Sherrie Levine’s retrospective turns a very cold eye on the gender dynamics of the art world.

From top, “La Fortune (After Man Ray)” (1990); “Red and Grey Check: 7-12” (2000).

(Photo: Danny Kim)

Imagine it’s 1981. You’re an artist, in love with art, smitten with art history. You’re also a woman, with almost no mentors to look to; art history just isn’t that into you. Any woman approaching art history in the early eighties was attempting to enter an almost foreign country, a restricted and exclusionary domain that spoke a private language. Merely the act of creating art while female, in this atmosphere, was insurrectionary. How to love art without killing yourself or acquiescing to the rules of the game? How to get around, burrow under, enter, or blow up those apparently impervious walls? The late painter Elizabeth Murray rightly observed, “Seeing historically belongs to the guys … The greatest part about being a woman … is that I’m not really a part of [that art history]. I can do whatever I want.”

Sherrie Levine’s tightly controlled, academically stringent, sometimes stultifying survey at the Whitney Museum of American Art shows how one artist from this generation cross-examined art history, reveled in it, and smashed it against the windshield of her anger. Levine’s subtle Swiftian thrashing of and love affair with the patriarchal canon are everywhere in this show. Her strategy was simple and not entirely novel. At the time, in the wake of Warhol, Pop, and conceptual art, numerous artists were investigating appropriation and representing culture, critically, satirically, and otherwise. It was an ism that quickly ran rampant. However, instead of rummaging through movies and magazines, as her far more lauded, much higher-priced colleague Richard Prince did (and still does), Levine tunneled into the storehouse of modern-art history, making obvious copies—bigger, smaller, in different materials—of work by Courbet, Mondrian, Brancusi, Léger, and many others. In doing so, she helped scramble the access codes so thoroughly that today, men are almost as flummoxed at art history’s gates as women. At the same time, Levine also helped destroy any fantasy of equal access to canonical fame and wealth. The boys still own the art world, now as then, and she and others made that pungently evident. I love and admire them for it.

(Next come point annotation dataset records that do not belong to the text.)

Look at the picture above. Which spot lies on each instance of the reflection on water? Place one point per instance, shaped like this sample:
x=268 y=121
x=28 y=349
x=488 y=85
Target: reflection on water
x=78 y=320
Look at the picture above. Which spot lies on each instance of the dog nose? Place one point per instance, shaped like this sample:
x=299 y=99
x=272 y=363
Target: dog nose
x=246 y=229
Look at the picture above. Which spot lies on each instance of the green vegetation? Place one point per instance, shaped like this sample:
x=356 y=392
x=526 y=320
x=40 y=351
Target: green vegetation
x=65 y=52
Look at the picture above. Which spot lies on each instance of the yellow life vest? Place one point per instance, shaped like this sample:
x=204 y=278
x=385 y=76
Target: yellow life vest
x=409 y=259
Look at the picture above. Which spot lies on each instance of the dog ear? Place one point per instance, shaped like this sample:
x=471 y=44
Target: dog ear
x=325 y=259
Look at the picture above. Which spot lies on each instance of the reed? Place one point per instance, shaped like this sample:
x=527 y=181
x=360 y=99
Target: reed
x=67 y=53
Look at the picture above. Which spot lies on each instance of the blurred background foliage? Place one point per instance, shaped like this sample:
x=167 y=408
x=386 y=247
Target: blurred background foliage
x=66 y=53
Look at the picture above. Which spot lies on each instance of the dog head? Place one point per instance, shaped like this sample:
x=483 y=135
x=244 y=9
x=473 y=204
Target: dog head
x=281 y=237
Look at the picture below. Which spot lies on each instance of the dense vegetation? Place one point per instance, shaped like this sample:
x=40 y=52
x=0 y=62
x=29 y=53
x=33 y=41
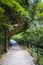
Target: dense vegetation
x=23 y=10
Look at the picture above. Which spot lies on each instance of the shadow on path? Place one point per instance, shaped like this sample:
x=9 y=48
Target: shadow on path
x=17 y=56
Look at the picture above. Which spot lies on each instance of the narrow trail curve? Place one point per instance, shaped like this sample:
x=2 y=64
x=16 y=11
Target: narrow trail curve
x=17 y=56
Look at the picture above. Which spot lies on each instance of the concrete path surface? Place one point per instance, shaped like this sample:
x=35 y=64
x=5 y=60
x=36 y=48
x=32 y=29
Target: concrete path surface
x=17 y=56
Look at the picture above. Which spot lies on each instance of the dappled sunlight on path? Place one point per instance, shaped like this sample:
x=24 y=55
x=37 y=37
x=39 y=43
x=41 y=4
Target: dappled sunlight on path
x=17 y=56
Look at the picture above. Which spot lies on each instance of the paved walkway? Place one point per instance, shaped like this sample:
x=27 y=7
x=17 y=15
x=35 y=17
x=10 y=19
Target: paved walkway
x=17 y=56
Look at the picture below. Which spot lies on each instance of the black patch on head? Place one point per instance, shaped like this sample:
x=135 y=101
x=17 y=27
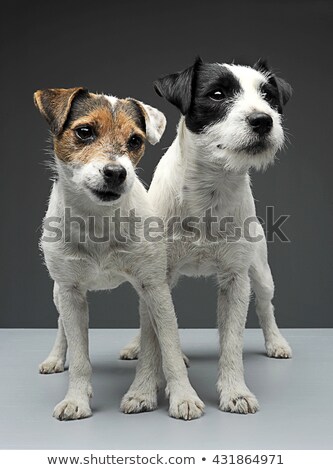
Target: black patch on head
x=192 y=91
x=212 y=81
x=277 y=91
x=178 y=88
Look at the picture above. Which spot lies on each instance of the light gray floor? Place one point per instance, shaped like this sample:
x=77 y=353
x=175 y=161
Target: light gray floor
x=295 y=396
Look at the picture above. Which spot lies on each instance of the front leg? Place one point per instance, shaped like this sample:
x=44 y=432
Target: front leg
x=73 y=309
x=233 y=302
x=142 y=394
x=184 y=401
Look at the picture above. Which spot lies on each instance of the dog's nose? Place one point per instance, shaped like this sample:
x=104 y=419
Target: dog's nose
x=261 y=123
x=114 y=175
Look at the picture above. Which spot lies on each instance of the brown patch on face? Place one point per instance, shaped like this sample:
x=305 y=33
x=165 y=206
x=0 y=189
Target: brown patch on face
x=55 y=104
x=117 y=130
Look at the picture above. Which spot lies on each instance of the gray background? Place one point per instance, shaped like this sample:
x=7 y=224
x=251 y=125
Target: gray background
x=120 y=47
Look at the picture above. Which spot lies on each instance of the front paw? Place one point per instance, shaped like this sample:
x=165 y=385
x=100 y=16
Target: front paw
x=138 y=401
x=52 y=365
x=185 y=405
x=238 y=401
x=72 y=408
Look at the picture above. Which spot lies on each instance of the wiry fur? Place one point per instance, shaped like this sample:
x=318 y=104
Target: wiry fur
x=208 y=169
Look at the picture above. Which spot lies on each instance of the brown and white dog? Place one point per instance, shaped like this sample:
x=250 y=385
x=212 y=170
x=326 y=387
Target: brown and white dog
x=98 y=141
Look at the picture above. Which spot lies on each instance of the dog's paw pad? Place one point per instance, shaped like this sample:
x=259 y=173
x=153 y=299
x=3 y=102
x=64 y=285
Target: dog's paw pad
x=129 y=353
x=279 y=350
x=242 y=403
x=186 y=408
x=52 y=366
x=138 y=403
x=69 y=409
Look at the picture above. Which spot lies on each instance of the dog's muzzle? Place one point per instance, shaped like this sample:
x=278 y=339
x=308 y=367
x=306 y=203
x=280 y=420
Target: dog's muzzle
x=261 y=123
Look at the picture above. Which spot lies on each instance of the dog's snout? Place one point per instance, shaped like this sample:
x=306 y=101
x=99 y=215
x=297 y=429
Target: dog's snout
x=261 y=123
x=114 y=175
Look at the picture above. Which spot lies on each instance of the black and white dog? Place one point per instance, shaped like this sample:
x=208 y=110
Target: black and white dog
x=231 y=122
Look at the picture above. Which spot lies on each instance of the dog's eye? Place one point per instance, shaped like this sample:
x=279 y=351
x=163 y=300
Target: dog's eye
x=216 y=95
x=134 y=142
x=85 y=133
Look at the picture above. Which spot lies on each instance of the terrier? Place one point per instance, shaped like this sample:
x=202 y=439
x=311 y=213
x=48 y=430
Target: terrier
x=98 y=141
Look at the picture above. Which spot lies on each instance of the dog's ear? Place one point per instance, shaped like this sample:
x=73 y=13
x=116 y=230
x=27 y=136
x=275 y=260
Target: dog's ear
x=178 y=87
x=55 y=103
x=155 y=122
x=285 y=90
x=262 y=66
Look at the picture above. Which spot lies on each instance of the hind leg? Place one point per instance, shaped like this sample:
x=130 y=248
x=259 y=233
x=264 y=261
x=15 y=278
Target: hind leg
x=55 y=361
x=263 y=287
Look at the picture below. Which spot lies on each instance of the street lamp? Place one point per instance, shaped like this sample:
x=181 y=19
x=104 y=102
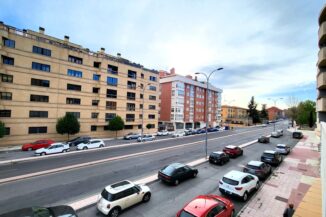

Yet I’m not a fan of Levine’s work itself. Those remakes of other artwork are insular, speaking only to the tribe, and I often think she’s blandly grandiose or on academic autopilot. Her survey, with its overinflated title, “Mayhem,” seems at first a pas de deux of entre nous—a game of she knows we know she knows we know. With its tasteful lighting, elegantly organized spaces, and gray color-coordinated interior, “Mayhem” can feel like a posh Tiffany’s display arranged by purity police or an aesthetic house of the dead—a place where the spirit is drained from art and forlorn carcasses lay in state. Which may be the point.

There’s an ultra-deluxe installation of four full-size billiard tables, each with three balls in identical configurations. This ensemble is titled La Fortune (After Man Ray) and apes a 1938 Man Ray painting of (you guessed it) a billiard table with (right again) three balls in this exact arrangement. “I get it,” you think, if you are the kind of person who gets it. Otherwise, you probably just think you’ve wandered into an exclusive men’s club. Which may be the point.